It is absurd to think that the only way to tell if a poem is lasting is to wait and see if it lasts. The right reader of a good poem can tell the moment it strikes him that he has taken an immortal wound – that he will never get over it. That is to say, permanence in poetry as in love is perceived instantly. It hasn't to await the test of time. The proof of a poem is not that we have never forgotten it, but that we knew at sight that we never could forget it.
- Robert Frost
Age of Muses is proud to present the first of many films in its Education through Poetry series. As our first production, we offer an adaptation of former California Poet Laureate Dana Gioia’s “The Angel with the Broken Wing.” Filled with deep ironies and spiritual paradoxes, the work is an exemplar of what an ideal poem looks like today. Not only this, it is a demonstration of the power that great poetry has to impart not only truly timeless beauty and wisdom, but to leave us with what the poet Robert Frost famously described as “an immortal wound.”
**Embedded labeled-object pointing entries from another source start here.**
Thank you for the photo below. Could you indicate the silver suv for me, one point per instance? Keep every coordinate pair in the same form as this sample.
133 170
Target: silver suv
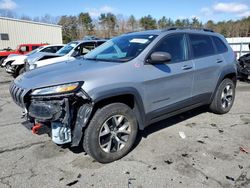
126 84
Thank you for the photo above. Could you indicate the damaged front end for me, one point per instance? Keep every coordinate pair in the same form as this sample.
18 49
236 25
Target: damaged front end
61 111
244 66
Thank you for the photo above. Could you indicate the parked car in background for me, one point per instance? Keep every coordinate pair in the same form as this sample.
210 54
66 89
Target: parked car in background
15 64
243 67
68 52
21 50
126 84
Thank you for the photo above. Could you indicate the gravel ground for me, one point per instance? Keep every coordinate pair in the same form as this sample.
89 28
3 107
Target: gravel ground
209 156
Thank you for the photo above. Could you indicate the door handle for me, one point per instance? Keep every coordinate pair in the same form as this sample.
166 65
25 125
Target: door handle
186 67
219 61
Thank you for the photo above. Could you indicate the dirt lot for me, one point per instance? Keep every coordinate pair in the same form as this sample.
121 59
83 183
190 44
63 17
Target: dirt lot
209 156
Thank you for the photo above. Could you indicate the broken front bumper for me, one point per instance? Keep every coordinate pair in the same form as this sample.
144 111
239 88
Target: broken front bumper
64 115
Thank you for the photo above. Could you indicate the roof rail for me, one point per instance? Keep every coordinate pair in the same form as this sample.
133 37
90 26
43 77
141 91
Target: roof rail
191 28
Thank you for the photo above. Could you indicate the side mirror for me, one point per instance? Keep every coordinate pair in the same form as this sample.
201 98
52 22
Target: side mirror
22 49
159 57
76 53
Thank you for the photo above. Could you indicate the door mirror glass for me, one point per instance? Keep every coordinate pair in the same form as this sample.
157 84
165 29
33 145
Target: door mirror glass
160 57
76 53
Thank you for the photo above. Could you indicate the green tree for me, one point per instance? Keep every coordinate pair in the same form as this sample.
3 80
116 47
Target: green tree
162 23
85 21
69 28
132 22
196 23
147 22
108 22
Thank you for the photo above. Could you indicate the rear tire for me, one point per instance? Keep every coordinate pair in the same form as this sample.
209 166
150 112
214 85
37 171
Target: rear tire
111 133
224 97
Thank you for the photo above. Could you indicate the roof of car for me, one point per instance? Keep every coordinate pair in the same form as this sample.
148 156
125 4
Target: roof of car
97 40
176 29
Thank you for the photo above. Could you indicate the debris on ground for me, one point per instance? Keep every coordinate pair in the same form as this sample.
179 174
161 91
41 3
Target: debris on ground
72 183
184 155
201 141
79 176
244 150
191 125
230 178
221 130
130 183
168 161
213 125
182 135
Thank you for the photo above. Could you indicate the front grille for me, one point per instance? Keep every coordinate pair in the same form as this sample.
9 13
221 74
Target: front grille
17 94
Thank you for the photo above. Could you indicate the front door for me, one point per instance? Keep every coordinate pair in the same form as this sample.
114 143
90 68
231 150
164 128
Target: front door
168 86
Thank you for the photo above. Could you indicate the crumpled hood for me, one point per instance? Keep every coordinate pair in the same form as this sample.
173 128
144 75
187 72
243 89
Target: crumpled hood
34 57
63 72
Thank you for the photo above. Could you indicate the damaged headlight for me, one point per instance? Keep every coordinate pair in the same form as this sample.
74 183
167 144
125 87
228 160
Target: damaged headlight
32 66
64 88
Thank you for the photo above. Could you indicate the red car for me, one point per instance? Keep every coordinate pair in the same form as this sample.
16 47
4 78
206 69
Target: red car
21 50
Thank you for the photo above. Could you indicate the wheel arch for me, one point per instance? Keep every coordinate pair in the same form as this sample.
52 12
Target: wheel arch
128 96
229 73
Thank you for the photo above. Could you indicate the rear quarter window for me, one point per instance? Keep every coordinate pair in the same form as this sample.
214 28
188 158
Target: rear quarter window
201 45
220 45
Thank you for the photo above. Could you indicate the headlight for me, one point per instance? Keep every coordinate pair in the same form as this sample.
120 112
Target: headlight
56 89
32 66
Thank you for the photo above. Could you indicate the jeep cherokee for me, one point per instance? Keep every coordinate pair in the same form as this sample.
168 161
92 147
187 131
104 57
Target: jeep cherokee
126 84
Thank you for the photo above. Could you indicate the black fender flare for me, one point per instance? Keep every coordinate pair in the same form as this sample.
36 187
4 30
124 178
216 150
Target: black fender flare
116 92
224 73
For, poetry awakens the heart as well as the mind, and bridges them in ways that few mediums can. So, Age of Muses is in the midst of a full-spectrum effort at cultural revival, with a commitment to further building on the best of the Western classical tradition. We speak of that same sacred musical tradition with which the likes of a Homer, the Psalmist David, Dante, Shakespeare and immortal poets across the ages have succeeded in awakening the best in mankind.
Moreover, rather than simply hearkening back to the past or trying to imitate it today, we are committed to demonstrating what such new timeless art and culture looks like right now—within our own unique age.
Lastly, those interested in supporting our Education through Poetry film series and seeing a full-spectrum revival of timeless art and culture can become Age of Muses paid subscribers.
Without further ado, we present “The Angel with the Broken Wing.”
The Angel with the Broken Wing
By Dana Gioia
I am the Angel with the Broken Wing,
The one large statue in this quiet room.
The staff finds me too fierce, and so they shut
Faith’s ardor in this air-conditioned tomb.
The docents praise my elegant design
Above the chatter of the gallery.
Perhaps I am a masterpiece of sorts—
The perfect emblem of futility.
Mendoza carved me for a country church.
(His name’s forgotten now except by me.)
I stood beside a gilded altar where
The hopeless offered God their misery.
I heard their women whispering at my feet—
Prayers for the lost, the dying, and the dead.
Their candles stretched my shadow up the wall,
And I became the hunger that they fed.
I broke my left wing in the Revolution
(Even a saint can savor irony)
When troops were sent to vandalize the chapel.
They hit me once—almost apologetically.
For even the godless feel something in a church,
A twinge of hope, fear? Who knows what it is?
A trembling unaccounted by their laws,
An ancient memory they can’t dismiss.
There are so many things I must tell God!
The howling of the damned can’t reach so high.
But I stand like a dead thing nailed to a perch,
A crippled saint against a painted sky.